Strange Stars: David Bowie, Pop Music and the Decade Sci-Fi Exploded by Jason Heller
A good music book will take you on a guided tour of a new genre, all while being entertaining in its own right. A great music book will do the same thing, only about an area of music you thought you already knew a lot about. Jason Heller’s Strange Stars is a great music book.
While I’d never call myself an expert, I certainly know a fair bit about science fiction in pop music, as music and science fiction are two of my absolute favorite things. David Bowie, too, for that matter. But Strange Stars made it apparent how little I really knew, particularly about the 70s, where the two collided urgently and frequently.

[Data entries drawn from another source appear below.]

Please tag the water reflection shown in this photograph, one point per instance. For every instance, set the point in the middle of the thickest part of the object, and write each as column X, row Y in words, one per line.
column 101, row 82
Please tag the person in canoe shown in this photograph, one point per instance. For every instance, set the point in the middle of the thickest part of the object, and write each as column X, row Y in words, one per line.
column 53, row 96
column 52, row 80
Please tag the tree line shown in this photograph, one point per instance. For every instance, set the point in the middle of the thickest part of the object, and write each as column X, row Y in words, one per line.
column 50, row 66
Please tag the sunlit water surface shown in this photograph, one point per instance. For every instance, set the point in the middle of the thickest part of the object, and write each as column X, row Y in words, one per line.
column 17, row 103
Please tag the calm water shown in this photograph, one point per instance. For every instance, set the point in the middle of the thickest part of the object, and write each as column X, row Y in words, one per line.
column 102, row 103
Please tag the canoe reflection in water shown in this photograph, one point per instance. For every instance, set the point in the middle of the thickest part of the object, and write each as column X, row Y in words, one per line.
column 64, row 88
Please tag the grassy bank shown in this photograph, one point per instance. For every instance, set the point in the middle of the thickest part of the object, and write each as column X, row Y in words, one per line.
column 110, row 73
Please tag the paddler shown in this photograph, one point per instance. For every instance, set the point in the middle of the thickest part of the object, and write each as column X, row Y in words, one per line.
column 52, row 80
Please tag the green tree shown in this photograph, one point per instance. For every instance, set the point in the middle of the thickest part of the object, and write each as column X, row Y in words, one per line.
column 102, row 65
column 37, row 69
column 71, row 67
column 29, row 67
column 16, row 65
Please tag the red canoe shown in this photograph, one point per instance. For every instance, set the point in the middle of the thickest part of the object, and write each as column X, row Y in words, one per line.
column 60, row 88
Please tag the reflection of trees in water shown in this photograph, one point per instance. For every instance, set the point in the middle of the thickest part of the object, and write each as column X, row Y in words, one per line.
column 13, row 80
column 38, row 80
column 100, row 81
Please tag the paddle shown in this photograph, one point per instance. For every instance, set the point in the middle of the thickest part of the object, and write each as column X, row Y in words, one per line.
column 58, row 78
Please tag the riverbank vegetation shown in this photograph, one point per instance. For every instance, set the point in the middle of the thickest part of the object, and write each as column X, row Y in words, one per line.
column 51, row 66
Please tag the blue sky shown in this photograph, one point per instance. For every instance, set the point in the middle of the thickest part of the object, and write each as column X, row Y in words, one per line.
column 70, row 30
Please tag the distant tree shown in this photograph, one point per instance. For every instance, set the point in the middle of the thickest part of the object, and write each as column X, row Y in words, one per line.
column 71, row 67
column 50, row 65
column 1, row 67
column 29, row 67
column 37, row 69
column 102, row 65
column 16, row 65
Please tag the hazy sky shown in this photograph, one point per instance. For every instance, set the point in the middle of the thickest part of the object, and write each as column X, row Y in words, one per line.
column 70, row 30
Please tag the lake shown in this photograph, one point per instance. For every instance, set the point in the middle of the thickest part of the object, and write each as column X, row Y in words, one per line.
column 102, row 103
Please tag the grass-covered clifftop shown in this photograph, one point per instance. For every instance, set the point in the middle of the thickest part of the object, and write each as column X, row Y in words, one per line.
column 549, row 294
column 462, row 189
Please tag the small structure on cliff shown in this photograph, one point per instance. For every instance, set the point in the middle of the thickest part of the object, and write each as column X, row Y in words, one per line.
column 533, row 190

Each chapter covers a single year of the 70s (plus one chapter on the end of the 60s and another on the beginning of the 80s), diving deep into the rock, pop, funk, soul and disco that incorporated science fiction tropes. Heller also delivers a solid amount of context for the music, touching on everything from the novels to the technology that was coming out alongside the tunes.
Despite Heller’s lively and imaginative musical descriptions, the book is best enjoyed with easy access to Spotify and YouTube (for the really obscure cuts). The problem, if you can call it that, is that the writing is engaging enough you won’t necessarily want to tear yourself away from it to hear the music under discussion.
Erudite without ever being dry or excessive, Heller has wisely chosen to deliver his payload of musical knowledge through a series of overlapping narratives, telling the stories behind the major players of the day. Bowie himself, as the subtitle promises, serves as something of a throughline, offering a point of comparison and contrast as his love affair with science fiction waxes and wanes throughout the decade. It’s not a book about Bowie, precisely, though he gets more space than any other single artist. He’s simply an anchor to the larger story of spaceships, time machines and aliens of the pop world. That’s the real story here, and Heller tells it with depth and nuance, offering a sparkling portrait of the point where pop music left the planet and was changed forever.